Oldukça makul bir şekilde, insanların kendilerini öğretmen veya eğitimci olarak tanımladıklarında, bahsettikleri konular hakkında bir şeyler bildiklerini umuyoruz. Bu bakımdan eğitimciler olarak ‘konu alanımız’ geniştir. Matematik veya tarihle ilişkili olanlar gibi bilgi ve faaliyetin belirli yönlerini içerebilir. Bununla birlikte, aynı zamanda mutluluk ve ilişkiler, topluluklardaki günlük yaşamın sorunları ve sorunları ve insanların hayatlarını en iyi nasıl yaşayacakları hakkındaki sorularla da ilgilenir. Bazı açılardan, gerekli olan bilgeliktir – çok şey bildiğimiz ya da öğrenildiğimiz anlamında değil – daha ziyade insanların sorunlar ve durumlar hakkında iyi yargılarda bulunmasına yardımcı olabiliriz.

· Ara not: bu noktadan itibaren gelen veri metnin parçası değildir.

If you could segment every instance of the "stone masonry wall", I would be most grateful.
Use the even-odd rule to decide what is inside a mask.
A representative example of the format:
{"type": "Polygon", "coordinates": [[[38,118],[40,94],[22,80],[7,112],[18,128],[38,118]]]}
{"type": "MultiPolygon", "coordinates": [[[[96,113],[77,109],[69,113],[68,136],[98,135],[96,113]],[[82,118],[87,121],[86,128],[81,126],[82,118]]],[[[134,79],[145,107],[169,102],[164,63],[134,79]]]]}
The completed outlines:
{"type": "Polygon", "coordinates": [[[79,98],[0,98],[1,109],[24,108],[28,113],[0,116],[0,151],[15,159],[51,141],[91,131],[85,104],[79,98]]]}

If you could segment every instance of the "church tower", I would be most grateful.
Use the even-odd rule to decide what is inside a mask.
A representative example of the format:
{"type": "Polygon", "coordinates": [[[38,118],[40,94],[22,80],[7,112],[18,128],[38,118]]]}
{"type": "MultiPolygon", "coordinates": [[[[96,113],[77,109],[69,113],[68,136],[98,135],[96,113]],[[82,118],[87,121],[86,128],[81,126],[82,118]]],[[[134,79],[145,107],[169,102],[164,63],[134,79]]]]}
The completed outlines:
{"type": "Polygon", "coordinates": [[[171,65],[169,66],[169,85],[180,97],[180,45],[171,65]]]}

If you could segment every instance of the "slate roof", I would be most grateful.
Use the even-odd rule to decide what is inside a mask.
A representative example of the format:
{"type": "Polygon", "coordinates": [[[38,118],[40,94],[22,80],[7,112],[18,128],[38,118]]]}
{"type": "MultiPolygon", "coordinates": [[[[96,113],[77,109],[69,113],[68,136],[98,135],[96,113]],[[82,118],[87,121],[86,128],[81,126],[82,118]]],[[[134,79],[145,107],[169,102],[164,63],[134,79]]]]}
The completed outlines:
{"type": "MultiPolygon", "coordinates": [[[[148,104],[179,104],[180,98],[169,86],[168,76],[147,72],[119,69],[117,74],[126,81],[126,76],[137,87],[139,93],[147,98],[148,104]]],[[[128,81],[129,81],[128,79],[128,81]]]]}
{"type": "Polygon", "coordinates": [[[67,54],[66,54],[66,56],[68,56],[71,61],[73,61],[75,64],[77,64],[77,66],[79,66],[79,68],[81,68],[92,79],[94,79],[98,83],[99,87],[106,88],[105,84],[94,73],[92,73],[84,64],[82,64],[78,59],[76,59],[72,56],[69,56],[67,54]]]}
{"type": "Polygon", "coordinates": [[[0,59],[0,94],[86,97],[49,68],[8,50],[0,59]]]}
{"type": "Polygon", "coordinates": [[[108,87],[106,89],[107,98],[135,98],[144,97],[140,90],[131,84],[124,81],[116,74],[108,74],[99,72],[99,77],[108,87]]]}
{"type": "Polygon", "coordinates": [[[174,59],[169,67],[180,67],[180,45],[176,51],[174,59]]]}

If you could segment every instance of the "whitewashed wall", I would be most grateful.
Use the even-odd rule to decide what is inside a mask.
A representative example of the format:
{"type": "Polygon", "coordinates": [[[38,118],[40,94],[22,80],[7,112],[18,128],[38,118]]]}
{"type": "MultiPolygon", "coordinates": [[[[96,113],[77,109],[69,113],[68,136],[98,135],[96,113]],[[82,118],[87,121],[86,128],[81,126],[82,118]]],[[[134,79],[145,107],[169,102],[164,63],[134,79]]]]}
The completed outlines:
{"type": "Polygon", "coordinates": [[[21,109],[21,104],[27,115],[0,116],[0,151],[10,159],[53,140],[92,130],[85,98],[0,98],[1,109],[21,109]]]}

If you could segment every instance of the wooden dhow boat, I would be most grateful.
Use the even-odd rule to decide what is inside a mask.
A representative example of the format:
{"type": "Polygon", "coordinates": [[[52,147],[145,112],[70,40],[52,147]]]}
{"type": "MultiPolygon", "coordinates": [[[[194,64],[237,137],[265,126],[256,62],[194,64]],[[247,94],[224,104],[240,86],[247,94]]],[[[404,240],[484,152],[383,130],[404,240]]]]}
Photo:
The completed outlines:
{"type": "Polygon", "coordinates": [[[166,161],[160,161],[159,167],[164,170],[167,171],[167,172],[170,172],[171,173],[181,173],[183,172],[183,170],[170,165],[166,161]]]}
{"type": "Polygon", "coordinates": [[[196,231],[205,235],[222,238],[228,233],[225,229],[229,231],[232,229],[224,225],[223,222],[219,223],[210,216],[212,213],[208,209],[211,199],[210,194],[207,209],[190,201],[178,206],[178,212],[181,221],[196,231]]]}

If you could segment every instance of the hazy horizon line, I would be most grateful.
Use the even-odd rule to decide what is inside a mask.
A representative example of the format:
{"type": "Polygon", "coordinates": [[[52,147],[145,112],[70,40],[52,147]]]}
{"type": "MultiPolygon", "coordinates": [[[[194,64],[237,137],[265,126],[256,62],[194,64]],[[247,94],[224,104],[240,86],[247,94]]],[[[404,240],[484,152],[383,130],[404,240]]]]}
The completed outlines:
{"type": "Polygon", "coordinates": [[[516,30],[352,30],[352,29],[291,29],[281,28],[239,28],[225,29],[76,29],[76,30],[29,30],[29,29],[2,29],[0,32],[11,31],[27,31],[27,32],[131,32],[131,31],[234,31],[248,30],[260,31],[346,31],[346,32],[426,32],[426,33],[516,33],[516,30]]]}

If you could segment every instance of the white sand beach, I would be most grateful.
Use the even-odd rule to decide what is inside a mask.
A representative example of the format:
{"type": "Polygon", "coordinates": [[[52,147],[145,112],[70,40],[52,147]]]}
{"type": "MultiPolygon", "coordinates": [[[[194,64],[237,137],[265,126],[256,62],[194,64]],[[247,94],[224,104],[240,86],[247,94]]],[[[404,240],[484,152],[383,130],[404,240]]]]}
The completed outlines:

Ayrıca öğretmenlerin ve eğitimcilerin insanların öğrenmesine nasıl yardım edeceklerini bildiklerini varsayıyoruz. Burada araştırdığımız eğitim biçimleri karmaşıktır. Okul eğitiminin temelini oluşturan sınıf yönetimi ve müfredata öğretme tekniklerini benimseyebilirler. Bununla birlikte, bunun çok ötesine geçerek deneyimsel öğrenmeye, gruplarla çalışmaya ve danışma ve terapiden alınan içgörülerden yararlanan bireylerle çalışma biçimlerine geçerler.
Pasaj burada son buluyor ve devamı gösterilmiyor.